ISBN : 9782268071589


Voici un auteur qu'on a du mal à ranger sur les étagères, tout d'abord en raison de sa puissance et de sa profondeur, qui ne sautent pas toujours aux yeux, ensuite par sa nationalité. En effet, né en Bosnie-Herzégovine alors que ce pays était sous le protectorat de l'Empire d'Autriche-Hongrie, Ivo Andrić fut yougoslave jusqu'à la fin de sa vie bien qu'il se fût lui-même déclaré serbe. Il faut dire que, dès sa jeunesse, il souhaitait voir la Bosnie ne faire qu'une avec la Serbie. Tout cela pour vous faire remarquer au final que, né par ailleurs dans une famille croate, Andrić écrivait en serbo-croate et qu'on peut donc le rattacher à la Croatie. Ouf ! Diablement compliqués, ces Balkans ! Wink

"La Chronique de Travnik" est un long roman, pas si tranquille qu'il en a l'air, axé sur les événements qui agitent le chef-lieu du pachalik de Travnik, en Bosnie, alors sous contrôle de l'Empire ottoman car nous somme en effet au beau milieu des guerres napoléoniennes, entre 1805 et 1814. Napoléon redessine les frontières de la France et il voit grand - trop grand certes mais ce fut beau ... drunken drunken du coup, voilà la Sublime Porte contrainte d'accepter la création d'un Consulat français à Travnik. Presque immédiatement, l'Empire d'Autriche, qui conserve un oeil sur ce petit pays qu'elle convoite, demande elle aussi, poliment mais fermement, à ce que le Grand Seigneur lui autorise son Consulat personnel. Estimant peut-être que c'est là la volonté de Dieu mais plus certainement qu'il ne peut se brouiller avec aucune de ces deux grandes puissances dont la première se déchaîne depuis déjà quelque temps pour avaler l'Europe dans son intégralité, l'Empire ottoman accepte fort gracieusement - n'est-il pas préférable de baiser la main qu'on ne peut mordre ?

Arrive d'abord le consul de France, Jean Daville, qui restera en place jusqu'à la chute de Napoléon Ier alors que, en face, se succèderont deux consuls autrichiens, l'un ayant charge de famille, l'autre élégant et parfait célibataire.
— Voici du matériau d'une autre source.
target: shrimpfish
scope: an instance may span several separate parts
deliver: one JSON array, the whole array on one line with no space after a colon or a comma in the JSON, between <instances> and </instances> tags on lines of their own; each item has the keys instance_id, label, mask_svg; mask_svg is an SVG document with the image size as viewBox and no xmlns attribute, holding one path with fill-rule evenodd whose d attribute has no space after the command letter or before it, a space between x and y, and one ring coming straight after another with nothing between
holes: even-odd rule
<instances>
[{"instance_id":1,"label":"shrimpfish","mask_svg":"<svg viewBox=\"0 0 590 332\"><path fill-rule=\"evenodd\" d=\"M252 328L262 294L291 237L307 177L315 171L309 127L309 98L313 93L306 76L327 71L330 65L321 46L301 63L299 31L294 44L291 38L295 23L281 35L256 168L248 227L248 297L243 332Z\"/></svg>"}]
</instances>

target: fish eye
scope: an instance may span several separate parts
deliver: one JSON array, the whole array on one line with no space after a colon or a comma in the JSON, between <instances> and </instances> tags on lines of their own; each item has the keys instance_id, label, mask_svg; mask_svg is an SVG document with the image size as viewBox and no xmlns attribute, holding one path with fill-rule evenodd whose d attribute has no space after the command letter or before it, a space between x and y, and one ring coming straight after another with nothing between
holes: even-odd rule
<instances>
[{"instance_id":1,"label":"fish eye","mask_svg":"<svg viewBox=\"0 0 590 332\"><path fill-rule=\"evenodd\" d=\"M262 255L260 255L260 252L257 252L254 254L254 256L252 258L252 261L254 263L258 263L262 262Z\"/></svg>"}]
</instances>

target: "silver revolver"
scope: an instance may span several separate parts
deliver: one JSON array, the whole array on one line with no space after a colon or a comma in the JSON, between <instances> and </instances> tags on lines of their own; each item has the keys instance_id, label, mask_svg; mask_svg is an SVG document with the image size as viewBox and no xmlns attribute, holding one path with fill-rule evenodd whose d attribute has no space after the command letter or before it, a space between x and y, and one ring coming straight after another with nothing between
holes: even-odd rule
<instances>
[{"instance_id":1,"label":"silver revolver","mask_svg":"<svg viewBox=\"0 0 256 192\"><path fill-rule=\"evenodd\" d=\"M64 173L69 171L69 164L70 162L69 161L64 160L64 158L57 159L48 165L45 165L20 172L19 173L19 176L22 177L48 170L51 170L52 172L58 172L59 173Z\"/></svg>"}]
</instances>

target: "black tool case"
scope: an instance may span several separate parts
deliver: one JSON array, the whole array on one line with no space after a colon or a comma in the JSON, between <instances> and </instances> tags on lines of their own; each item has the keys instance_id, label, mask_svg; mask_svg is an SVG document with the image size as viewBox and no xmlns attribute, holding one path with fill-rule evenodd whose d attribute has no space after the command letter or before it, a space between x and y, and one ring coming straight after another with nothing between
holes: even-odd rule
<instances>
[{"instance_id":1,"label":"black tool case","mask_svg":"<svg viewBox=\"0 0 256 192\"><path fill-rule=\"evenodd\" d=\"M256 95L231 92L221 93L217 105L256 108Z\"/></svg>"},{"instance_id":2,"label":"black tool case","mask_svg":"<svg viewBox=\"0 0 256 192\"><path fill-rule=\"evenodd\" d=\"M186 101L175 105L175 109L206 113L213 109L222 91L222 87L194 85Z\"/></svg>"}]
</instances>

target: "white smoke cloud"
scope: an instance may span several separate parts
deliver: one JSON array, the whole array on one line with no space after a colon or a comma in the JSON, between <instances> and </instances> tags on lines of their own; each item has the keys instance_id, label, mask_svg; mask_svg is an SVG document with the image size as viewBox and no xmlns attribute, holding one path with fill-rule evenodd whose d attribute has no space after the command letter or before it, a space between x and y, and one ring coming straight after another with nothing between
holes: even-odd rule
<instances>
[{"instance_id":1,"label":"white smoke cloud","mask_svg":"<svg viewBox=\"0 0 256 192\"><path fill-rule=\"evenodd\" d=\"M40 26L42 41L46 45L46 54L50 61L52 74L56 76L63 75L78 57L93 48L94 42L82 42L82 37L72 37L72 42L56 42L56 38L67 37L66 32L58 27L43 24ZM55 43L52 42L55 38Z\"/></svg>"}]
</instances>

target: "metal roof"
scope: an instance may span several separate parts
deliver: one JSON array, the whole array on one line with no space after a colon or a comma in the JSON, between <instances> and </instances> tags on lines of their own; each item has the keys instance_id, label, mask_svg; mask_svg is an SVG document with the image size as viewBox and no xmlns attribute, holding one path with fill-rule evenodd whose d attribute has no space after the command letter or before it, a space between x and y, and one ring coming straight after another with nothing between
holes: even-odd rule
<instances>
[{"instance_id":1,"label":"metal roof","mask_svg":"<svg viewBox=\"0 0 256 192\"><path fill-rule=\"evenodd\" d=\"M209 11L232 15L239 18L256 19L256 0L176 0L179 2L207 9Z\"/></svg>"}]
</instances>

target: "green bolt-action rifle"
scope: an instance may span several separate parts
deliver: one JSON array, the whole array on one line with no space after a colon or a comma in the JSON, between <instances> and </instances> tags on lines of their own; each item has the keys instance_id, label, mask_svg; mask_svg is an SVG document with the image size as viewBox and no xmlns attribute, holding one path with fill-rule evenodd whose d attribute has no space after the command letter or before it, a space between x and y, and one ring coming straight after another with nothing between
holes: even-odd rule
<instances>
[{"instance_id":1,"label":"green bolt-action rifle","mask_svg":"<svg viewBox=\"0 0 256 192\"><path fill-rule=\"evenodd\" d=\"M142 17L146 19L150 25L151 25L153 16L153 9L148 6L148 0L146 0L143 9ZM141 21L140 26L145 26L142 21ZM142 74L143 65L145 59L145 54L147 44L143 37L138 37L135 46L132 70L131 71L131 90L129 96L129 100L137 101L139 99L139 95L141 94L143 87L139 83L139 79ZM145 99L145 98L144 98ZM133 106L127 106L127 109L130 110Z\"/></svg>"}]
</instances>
Tantôt unis contre la politique du Grand Vizir de Travnik, tantôt jouant double-jeu en espérant que l'autre ne se rend pas compte, les consuls sont et resteront en tous cas d'accord sur un point : on ne peut pas faire plus triste, plus misérable, plus barbare que ce Travnik où vivent, côte à côte mais en se suspectant mutuellement du pire et en tombant parfois les uns sur les autres dans d'effarants massacres, la majorité musulmane, les minorités juive et chrétienne orthodoxe et enfin les autochtones qui ne souhaitent qu'une seule chose : se retrouver entre eux.

Tout au long de ces six-cent-soixante-dix-neuf pages, se succèdent les années mais aussi les personnages dont beaucoup occupent une place à part dans la communauté qui leur a donné naissance. Les Grands Vizirs - on en voit passer trois, aussi différents qu'il est possible de l'être l'un de l'autre - oscillent entre la nonchalance avachie et la cruauté imbécile. Quand Constantinople - oh ! pardon, Istamboul - décide une révolution de palais, un firman leur est alors envoyé pour leur signifier l'exil ou la mort (si possible par un bon coup de poignard dans le dos ou alors par empoisonnement). Les Consuls, bien que représentant des intérêts contraires, se sentent avant tout profondément occidentaux et européens et s'épouvantent - il y a de quoi - de moeurs aussi sauvages.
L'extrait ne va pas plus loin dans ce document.